Mendel’s square and eye color: the method falls short.

I remember the famous eye color square from my seventh-grade science book. Mendel’s square showed how eye color is determined, focusing on the dominant and recessive genes. Simply put (if I’ve got this right,) if a mother has two brown eye chromosomes and a father has two blue eye chromosomes, each is going to give one chromosome to their offspring, as in mother=BB, father=bb, offspring=Bb. Since brown (B) eyes are dominant and blue (b) eyes are recessive, the children who all have Bb eyes will have brown eyes, inevitably. Likewise, if brown-eyed mother=Bb and blue-eyed father=bb, then all offspring will be either Bb or bb. I found this easy to grasp, and I accepted it.

The problem is that years later, I realized that that formula seemed… sparse. I don’t know how I missed it at the time, but my own family doesn’t jibe with this at all. At least, I don’t think it does. It’s like this:

Dad: Hazel eyes
Mom: Green eyes

My brother: Brown eyes
Me: Blue eyes
Elder sister: Blue eyes
Younger sister: Hazel eyes

There we are, the oldest on top, the youngest on bottom. I know none of us are adopted, and we’re all children by the same parents. And even if we weren’t, Mendel’s square doesn’t provide for green or hazel eyes in the first place, so how to provide for those eye colors?

If Mendel’s square does make sense, then I don’t see how it can be applied to my family. It seems like there’s some genetic principle that Mendel and his pea plants didn’t cover. My faith in the humble Mendel’s square has been shaken. Don’t fret; it’s not like this is going to make me go creationist, but this does beg the question: what’s with my family’s eyes?

As with almost everything, you can’t rely on what you learned in seventh grade to give you the full picture. They of course enormously simplified human eye-color genetics at that level. It is in fact polygenic, and not all of it is explained by a simple dominance-recessive model.

From here:

There is more than one gene that codes for eye color. What you learned in junior high is a simplified version of what is actually going on. You might find this article of interest.

It may also help if you consider that the statistical distribution of genes implied by Mendel’s square does not apply to small samples. (If you flip a coin 4 times, you might get tails all four times. If you flip a coin a million times, you’ll get 50% heads and 50% tails.) By Mendel’s distributions, your parents shouldn’t have had two blue-eyed children. It’s even possible that they could have had four; it’s just not very likely.
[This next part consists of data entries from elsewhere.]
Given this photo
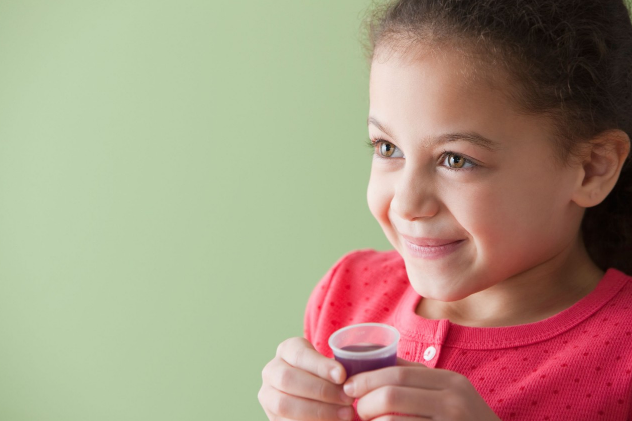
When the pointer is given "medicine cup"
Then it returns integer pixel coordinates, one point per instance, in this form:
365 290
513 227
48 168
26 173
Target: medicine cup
365 346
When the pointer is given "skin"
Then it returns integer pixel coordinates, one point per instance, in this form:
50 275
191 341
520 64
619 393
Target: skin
514 206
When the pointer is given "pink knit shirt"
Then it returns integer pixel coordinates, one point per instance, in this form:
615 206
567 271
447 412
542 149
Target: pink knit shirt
576 365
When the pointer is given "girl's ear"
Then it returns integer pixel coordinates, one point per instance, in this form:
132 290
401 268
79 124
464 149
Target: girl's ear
601 165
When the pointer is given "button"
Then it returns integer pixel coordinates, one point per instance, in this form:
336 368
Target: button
429 353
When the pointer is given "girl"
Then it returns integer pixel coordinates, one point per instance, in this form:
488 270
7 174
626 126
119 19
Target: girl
500 131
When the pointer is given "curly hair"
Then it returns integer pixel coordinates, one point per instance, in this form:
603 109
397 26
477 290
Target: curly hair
570 59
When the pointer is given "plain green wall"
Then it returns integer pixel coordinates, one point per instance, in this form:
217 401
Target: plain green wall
175 177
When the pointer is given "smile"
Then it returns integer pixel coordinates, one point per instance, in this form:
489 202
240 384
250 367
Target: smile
432 249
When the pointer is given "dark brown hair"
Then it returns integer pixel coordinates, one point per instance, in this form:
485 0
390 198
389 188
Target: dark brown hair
570 59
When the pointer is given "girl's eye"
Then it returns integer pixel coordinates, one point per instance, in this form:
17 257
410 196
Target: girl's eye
456 162
387 150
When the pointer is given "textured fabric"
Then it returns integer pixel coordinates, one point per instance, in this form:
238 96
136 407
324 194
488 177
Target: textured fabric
576 365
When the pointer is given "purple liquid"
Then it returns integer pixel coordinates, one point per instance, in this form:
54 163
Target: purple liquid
354 366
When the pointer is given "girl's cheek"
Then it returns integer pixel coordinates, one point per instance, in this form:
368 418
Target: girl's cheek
379 197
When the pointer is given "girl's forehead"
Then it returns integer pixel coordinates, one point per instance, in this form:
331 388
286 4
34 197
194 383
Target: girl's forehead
461 66
434 94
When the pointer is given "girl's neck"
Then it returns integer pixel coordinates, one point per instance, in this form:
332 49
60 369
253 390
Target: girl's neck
529 297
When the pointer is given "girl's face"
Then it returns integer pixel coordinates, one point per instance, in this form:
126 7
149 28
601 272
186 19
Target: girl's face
467 189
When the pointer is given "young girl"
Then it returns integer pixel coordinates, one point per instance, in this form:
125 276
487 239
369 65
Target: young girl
500 131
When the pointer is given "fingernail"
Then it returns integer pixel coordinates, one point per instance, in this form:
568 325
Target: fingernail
335 374
345 413
346 398
349 388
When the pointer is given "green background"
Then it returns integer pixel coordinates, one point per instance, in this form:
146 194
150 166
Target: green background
175 177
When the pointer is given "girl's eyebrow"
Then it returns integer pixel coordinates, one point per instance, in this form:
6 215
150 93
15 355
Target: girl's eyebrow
471 137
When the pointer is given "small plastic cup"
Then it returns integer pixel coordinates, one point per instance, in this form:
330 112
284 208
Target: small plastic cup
365 347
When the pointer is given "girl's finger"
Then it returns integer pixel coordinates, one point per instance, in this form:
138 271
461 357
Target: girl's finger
298 382
418 377
299 353
282 405
402 400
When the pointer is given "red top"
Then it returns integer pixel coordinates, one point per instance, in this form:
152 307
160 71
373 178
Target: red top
576 365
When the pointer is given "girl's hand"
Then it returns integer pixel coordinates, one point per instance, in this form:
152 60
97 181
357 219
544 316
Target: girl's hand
419 392
303 385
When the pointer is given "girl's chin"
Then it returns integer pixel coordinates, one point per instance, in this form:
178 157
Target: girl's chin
440 286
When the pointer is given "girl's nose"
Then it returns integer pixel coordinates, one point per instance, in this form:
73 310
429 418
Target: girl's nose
414 197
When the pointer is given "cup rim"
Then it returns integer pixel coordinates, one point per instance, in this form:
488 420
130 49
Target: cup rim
364 354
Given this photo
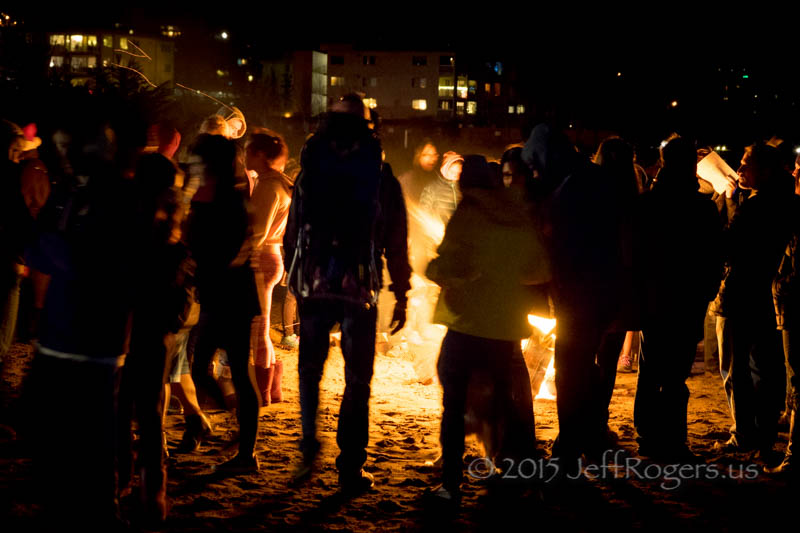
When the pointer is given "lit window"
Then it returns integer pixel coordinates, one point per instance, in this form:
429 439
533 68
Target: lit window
79 62
76 43
462 87
446 87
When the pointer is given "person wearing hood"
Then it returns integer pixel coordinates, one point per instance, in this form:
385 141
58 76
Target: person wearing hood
440 197
347 214
267 154
678 271
490 255
587 226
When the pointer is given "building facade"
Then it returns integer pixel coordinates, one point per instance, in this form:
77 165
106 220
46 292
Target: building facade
78 55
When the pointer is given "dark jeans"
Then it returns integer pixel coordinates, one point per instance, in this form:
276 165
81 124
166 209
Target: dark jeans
74 429
753 374
791 350
463 355
228 328
586 357
142 392
358 348
9 309
662 397
289 315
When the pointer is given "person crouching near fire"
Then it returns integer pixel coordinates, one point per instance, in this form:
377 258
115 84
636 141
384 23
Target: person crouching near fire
491 251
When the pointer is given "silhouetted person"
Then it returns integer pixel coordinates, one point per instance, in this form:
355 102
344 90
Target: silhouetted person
220 240
678 270
751 359
347 212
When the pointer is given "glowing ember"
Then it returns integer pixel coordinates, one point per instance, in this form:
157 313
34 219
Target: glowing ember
538 352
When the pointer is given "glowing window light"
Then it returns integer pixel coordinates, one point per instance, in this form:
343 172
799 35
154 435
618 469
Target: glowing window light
545 325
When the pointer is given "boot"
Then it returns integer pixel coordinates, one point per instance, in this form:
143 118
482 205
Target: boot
153 484
788 466
275 392
264 380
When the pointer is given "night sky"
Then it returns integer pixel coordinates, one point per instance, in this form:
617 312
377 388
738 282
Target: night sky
569 56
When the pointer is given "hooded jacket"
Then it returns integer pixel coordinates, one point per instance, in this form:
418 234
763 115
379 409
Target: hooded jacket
490 252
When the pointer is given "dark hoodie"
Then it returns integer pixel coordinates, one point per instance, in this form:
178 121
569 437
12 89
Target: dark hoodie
347 196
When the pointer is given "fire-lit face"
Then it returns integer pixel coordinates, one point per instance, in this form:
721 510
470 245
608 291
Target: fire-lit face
747 172
428 157
453 171
508 174
796 175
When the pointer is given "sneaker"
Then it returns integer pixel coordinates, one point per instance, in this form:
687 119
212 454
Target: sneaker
240 464
290 341
356 484
625 364
732 445
441 496
303 470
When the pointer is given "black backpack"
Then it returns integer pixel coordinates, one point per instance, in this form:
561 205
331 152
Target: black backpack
336 203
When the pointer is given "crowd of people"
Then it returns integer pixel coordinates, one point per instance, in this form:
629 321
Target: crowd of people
145 274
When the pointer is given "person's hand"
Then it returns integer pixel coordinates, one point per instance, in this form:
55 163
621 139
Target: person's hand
398 317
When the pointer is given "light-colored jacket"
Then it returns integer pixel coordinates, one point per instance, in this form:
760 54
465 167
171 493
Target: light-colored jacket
490 256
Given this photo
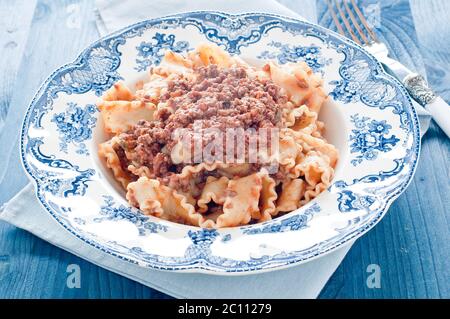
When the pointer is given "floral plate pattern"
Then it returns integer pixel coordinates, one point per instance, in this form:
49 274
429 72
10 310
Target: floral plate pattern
369 118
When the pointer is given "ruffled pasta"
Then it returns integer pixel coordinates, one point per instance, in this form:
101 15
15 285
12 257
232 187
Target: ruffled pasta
107 152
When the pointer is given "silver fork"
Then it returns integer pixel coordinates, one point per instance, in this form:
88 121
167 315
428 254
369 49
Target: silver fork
365 36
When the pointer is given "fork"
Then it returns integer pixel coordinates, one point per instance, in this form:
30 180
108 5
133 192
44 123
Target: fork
362 34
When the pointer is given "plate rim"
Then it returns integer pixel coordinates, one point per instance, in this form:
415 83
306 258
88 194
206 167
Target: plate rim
199 266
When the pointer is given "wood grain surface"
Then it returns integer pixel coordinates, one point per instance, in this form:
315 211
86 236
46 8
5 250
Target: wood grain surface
411 244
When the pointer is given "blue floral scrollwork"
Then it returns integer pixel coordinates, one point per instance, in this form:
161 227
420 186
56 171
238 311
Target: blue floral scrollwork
369 137
151 53
349 201
285 53
296 222
111 211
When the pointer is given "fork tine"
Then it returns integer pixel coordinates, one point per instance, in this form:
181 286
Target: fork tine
347 25
335 19
364 22
355 23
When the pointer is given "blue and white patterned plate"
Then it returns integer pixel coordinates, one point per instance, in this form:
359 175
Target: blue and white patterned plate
370 119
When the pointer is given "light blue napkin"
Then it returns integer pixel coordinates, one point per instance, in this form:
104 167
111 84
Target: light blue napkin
303 281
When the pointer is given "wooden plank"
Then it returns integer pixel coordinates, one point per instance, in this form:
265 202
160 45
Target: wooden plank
432 24
411 243
30 267
15 20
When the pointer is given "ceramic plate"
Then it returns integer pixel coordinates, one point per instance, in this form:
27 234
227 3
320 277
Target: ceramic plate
369 117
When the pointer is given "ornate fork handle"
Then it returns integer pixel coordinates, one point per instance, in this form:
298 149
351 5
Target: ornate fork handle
419 89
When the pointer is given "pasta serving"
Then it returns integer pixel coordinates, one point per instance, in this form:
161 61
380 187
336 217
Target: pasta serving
211 141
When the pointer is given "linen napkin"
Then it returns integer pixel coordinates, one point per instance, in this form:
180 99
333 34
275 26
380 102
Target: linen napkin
303 281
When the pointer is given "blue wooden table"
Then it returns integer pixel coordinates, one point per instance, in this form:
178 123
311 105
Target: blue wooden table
411 244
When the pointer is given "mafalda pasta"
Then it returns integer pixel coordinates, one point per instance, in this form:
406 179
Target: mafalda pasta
211 141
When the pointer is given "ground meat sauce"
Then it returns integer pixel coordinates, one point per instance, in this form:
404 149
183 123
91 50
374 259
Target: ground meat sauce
217 98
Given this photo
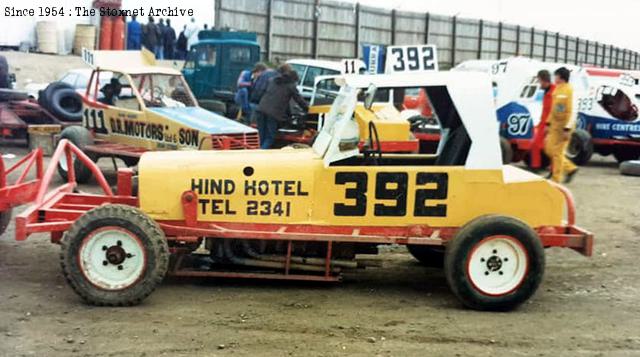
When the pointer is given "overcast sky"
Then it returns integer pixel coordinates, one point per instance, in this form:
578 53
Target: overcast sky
608 21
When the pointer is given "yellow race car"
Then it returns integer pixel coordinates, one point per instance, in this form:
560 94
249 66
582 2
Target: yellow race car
308 214
131 106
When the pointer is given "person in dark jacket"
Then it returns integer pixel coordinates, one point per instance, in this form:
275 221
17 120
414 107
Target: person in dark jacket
150 35
160 45
274 104
134 33
181 45
260 82
169 37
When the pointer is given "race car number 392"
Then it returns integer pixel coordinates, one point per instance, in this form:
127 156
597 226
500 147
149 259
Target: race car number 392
390 195
411 59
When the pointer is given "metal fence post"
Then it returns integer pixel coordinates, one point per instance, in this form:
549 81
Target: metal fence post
480 30
357 32
499 39
427 19
316 28
610 55
453 41
393 26
269 40
544 46
557 46
533 37
518 40
586 52
218 10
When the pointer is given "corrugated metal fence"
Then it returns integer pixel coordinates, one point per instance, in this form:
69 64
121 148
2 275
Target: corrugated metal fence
335 30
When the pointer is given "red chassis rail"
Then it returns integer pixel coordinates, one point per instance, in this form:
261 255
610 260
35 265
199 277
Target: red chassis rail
56 211
22 190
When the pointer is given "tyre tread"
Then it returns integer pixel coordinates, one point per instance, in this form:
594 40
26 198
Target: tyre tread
146 224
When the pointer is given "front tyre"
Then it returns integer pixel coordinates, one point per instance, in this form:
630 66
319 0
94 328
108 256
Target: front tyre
494 263
580 147
114 255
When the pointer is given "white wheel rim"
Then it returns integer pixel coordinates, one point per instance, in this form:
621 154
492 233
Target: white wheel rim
112 258
497 265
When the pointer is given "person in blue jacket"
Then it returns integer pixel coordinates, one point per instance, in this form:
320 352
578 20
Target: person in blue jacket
134 34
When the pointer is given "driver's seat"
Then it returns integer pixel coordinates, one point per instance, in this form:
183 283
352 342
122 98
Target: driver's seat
455 149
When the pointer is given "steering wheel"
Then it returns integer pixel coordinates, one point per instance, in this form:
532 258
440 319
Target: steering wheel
372 150
157 93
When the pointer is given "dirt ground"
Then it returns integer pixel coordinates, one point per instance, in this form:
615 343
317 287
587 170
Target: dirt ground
585 306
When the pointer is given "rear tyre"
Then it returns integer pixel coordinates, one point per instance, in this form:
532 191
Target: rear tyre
428 256
494 263
114 255
5 219
580 147
45 95
507 151
631 168
545 161
66 104
623 154
213 105
80 137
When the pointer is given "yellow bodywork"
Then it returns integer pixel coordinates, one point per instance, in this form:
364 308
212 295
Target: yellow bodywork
391 127
294 187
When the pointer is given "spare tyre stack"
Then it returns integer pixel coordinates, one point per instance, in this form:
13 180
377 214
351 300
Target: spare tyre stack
61 100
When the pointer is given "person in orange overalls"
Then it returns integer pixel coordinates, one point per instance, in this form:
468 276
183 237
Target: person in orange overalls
544 79
561 123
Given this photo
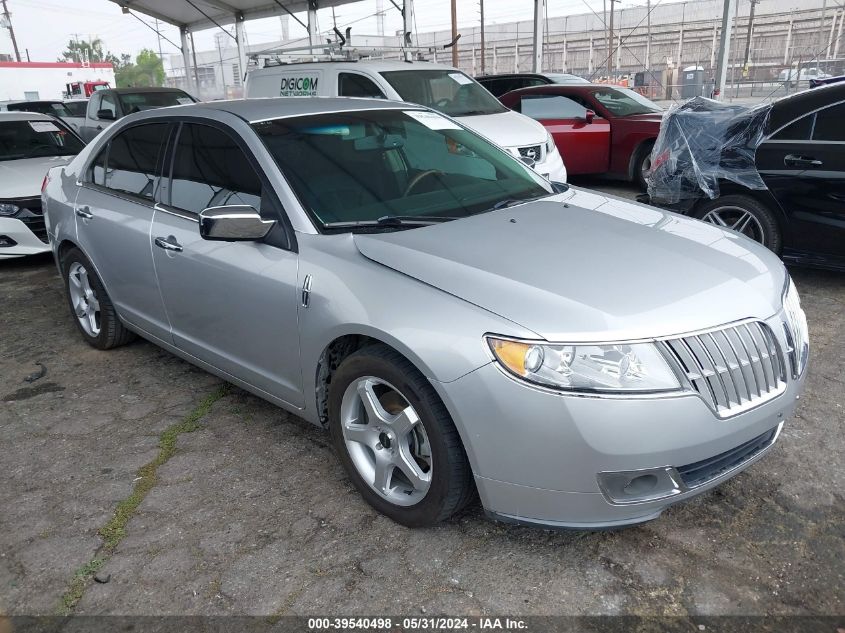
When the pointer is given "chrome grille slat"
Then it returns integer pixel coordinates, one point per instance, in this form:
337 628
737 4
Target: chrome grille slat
732 368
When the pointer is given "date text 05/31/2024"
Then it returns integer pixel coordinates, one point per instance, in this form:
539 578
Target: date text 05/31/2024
416 624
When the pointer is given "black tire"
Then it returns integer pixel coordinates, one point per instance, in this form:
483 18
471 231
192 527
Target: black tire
452 486
769 233
641 162
112 332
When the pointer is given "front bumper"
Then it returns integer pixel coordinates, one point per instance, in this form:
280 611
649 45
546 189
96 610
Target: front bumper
22 239
538 456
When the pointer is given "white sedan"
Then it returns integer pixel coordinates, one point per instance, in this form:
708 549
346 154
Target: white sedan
30 144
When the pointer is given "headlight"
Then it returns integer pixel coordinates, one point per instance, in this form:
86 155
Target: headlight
626 368
7 209
797 331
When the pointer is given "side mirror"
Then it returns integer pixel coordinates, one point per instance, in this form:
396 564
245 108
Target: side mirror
233 223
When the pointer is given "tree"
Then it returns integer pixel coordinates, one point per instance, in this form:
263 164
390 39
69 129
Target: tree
146 71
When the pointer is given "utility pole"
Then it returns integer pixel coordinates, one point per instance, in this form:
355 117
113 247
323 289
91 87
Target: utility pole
483 53
158 34
610 44
455 33
748 35
724 49
11 30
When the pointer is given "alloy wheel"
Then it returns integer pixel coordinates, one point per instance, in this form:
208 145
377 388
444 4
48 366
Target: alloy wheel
84 300
386 441
739 220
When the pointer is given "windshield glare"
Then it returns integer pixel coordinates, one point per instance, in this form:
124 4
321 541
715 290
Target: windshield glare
625 102
449 91
29 139
362 166
138 101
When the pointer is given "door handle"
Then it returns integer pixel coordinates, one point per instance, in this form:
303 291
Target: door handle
794 160
168 244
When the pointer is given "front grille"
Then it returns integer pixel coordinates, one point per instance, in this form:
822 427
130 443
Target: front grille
699 473
534 152
733 368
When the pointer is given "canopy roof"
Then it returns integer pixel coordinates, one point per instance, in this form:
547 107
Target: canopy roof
196 15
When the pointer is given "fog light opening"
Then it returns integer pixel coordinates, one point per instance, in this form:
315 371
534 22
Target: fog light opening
642 485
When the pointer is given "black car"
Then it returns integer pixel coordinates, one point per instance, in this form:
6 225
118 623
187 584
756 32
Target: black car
775 172
500 84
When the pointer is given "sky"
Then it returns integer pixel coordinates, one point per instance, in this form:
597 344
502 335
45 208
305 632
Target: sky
45 26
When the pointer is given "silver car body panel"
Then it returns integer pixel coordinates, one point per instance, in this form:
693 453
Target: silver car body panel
574 267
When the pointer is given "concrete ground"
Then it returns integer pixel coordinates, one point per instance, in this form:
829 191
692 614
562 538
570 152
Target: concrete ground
188 497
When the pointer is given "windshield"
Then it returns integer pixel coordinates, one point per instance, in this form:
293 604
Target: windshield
28 139
42 107
625 102
138 101
411 164
449 91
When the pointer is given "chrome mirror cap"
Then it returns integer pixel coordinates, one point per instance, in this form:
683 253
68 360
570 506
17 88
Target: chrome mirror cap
233 223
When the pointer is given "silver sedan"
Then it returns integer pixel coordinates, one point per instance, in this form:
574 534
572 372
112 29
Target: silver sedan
459 324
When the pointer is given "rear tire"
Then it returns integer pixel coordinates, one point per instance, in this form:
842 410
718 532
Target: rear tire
743 214
402 450
642 163
90 305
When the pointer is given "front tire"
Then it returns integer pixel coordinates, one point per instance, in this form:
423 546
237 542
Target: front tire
396 439
90 305
745 215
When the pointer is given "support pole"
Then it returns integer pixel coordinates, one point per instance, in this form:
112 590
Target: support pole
407 21
240 39
724 48
483 50
186 60
313 35
455 33
539 12
11 30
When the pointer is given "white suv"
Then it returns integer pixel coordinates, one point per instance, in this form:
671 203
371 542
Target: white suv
442 88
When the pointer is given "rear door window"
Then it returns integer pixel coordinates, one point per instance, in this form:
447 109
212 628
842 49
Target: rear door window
355 85
132 163
211 170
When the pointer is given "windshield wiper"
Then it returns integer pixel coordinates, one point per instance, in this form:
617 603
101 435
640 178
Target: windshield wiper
392 220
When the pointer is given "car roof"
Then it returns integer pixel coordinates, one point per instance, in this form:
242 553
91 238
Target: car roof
789 108
23 115
141 89
262 109
376 65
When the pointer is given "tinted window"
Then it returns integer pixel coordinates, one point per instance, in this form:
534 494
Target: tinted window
210 170
797 130
76 108
133 159
352 85
829 124
551 107
138 101
107 103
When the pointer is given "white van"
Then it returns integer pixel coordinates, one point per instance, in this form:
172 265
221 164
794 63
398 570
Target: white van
439 87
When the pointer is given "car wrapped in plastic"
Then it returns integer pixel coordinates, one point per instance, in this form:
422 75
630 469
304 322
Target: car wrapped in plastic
702 143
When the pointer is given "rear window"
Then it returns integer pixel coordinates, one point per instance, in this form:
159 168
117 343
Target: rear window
139 101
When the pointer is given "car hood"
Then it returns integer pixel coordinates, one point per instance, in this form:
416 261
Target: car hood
584 267
508 129
22 178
Both of your parents must be heterozygous with respect to bey 2 (Bb). Your mother must be heterozygous with respect to *gey *(bg); if she had had homozygous gey (gg), then she could not have blue-eyed children. Your father could be either heterozygous on gey (gb) or homozygous for blue eyes, depending on the role of gey in hazel eyes. He cannot be homozygous for green eyes on gey; otherwise he could not have blue-eyed children. Using this information (but assuming your father’s genotype for gey is (bX)) you could do a Mendelian square for both these genes, and try to figure out what the distribution of your sibling’s genotypes must be.

I’d really like to know more about hazel eyes, because I have them. It might be another gene, but I suspect that it also depends on the bey 2 and gey genes.